Al Corriere della Sera, Bonnano, che in due anni ha rilasciato ben cinquemila multe, ha spiegato che in realtà i passeggeri lo adorano "perché i furbetti sono una minima parte. La quasi totalità degli italiani paga il biglietto e mal sopporta l’idea che ci sia chi gode dello stesso servizio senza sborsare un soldo. I passeggeri capiscono che io e i miei colleghi ci diamo da fare per evitare un’ingiustizia. Le dirò di più: la gran parte dei multati mi dice “so che sta facendo il suo lavoro”. Ecco, è il mio lavoro. Poi, certo, a volte qualcuno dà i numeri". Per quanto riguarda il rapporto con i colleghi ha dichiarato che "molti mi hanno espresso solidarietà. Ma c’è anche qualcuno che non sopporta il mio modo di lavorare, mi accusano di essere troppo rigido, sparlano alle mie spalle. Io però vado dritto per la mia strada: sui treni viaggia soltanto chi ha il biglietto". Ad ogni modo, tornare a lavorare per lui è stata una grande vittoria: "Trentotto anni di carriera. Chiudere con l’onta di un licenziamento sarebbe stato orribile. Sono rimasto a casa per un anno e mezzo percependo lo stipendio senza lavorare. Per me non era una questione di soldi: volevo tornare a indossare la mia divisa. Amo questo mestiere e ho grande rispetto per Trenitalia. Provengo da una famiglia di ferrovieri e fin da bambino sognavo di trascorrere la mia giornata andando su e giù per i vagoni".

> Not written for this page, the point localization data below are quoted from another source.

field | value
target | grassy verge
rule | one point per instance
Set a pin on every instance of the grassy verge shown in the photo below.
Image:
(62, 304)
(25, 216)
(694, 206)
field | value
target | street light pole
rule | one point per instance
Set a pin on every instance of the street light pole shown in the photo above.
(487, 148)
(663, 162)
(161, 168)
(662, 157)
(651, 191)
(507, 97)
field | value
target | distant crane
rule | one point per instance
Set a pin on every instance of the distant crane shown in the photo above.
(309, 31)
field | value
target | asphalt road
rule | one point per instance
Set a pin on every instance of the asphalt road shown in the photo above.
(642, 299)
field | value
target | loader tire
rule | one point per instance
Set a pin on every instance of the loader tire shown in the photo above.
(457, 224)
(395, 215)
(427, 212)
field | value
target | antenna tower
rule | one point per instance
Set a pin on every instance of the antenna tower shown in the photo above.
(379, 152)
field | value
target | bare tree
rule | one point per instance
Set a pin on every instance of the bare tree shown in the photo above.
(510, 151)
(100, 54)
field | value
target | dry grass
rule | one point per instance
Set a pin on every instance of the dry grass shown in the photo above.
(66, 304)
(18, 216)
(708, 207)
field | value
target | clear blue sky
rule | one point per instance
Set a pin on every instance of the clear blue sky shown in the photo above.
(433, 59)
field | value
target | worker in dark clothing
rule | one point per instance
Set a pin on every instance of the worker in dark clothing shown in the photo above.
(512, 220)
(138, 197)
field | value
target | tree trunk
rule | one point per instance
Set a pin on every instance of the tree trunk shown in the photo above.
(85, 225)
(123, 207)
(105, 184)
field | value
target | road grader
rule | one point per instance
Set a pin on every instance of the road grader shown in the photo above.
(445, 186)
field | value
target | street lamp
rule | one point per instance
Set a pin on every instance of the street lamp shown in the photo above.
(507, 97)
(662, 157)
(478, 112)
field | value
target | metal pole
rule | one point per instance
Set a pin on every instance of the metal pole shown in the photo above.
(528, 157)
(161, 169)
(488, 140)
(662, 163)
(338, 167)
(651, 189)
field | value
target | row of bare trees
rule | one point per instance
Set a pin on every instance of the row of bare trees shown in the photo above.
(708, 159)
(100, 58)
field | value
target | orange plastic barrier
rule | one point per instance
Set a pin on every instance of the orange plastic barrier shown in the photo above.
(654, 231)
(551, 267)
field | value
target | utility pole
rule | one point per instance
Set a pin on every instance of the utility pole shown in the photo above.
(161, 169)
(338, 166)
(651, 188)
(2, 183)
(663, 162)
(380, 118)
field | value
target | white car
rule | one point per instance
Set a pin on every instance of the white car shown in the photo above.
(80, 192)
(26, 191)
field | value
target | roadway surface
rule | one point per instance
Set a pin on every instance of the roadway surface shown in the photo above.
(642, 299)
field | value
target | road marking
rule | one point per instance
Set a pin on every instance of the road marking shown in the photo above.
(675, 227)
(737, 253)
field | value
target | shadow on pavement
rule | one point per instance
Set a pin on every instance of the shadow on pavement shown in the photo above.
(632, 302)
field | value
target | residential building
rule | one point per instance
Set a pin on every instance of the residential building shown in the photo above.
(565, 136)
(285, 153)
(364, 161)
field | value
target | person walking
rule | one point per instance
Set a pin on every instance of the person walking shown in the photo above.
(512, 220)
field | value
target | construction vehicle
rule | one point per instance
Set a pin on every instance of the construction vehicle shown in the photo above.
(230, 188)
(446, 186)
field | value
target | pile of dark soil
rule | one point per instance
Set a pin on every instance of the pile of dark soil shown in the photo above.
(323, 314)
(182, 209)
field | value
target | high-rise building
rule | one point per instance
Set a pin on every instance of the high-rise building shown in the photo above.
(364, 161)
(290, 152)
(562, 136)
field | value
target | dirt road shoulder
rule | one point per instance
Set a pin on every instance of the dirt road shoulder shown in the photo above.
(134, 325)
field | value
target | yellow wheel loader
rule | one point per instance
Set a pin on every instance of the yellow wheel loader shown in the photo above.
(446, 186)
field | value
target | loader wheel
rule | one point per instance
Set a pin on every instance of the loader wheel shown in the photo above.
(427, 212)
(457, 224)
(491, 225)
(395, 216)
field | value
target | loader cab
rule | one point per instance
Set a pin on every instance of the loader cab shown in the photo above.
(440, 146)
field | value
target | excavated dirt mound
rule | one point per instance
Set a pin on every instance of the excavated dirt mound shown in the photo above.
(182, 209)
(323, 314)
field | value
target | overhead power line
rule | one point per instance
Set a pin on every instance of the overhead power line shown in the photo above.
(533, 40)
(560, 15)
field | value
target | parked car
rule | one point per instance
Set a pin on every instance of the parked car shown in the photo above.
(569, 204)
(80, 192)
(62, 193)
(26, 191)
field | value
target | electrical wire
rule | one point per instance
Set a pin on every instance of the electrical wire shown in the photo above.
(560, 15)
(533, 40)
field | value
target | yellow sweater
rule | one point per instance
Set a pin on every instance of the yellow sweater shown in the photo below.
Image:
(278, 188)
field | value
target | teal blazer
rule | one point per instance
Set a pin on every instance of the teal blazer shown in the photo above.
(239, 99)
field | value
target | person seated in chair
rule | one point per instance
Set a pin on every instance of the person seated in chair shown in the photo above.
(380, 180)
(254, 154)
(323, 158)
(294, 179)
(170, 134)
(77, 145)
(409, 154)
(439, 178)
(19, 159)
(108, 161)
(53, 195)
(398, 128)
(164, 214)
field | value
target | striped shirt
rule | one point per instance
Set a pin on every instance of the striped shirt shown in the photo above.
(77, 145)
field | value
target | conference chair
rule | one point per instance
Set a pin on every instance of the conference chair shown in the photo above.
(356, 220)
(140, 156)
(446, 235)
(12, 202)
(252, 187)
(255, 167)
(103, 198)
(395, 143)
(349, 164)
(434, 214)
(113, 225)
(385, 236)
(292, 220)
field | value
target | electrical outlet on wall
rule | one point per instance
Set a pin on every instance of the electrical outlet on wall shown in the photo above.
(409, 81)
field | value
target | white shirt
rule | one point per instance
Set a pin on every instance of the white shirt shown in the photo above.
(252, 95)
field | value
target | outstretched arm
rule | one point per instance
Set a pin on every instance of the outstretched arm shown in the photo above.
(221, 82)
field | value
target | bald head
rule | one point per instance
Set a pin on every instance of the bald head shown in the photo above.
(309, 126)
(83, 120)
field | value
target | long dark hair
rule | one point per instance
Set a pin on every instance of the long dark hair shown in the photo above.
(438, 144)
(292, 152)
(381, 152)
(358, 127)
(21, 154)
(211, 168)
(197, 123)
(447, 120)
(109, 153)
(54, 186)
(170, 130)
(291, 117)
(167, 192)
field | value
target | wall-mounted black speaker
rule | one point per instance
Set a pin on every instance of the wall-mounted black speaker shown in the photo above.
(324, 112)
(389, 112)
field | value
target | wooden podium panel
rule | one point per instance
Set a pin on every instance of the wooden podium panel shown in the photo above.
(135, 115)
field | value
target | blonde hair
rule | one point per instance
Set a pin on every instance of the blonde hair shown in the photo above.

La vicenda è finita su tutti in giornali nei giorni scorsi. Il legale di Bonanno, Lucio Spampatti, ha cosi commentato la vicenda: "Non avevo mai visto licenziare un dipendente perché lavora troppo. Una storia paradossale, considerando che stiamo parlando di un capotreno che, a furia di scoprire viaggiatori irregolari, ha fatto guadagnare a Trenitalia oltre 200mila euro".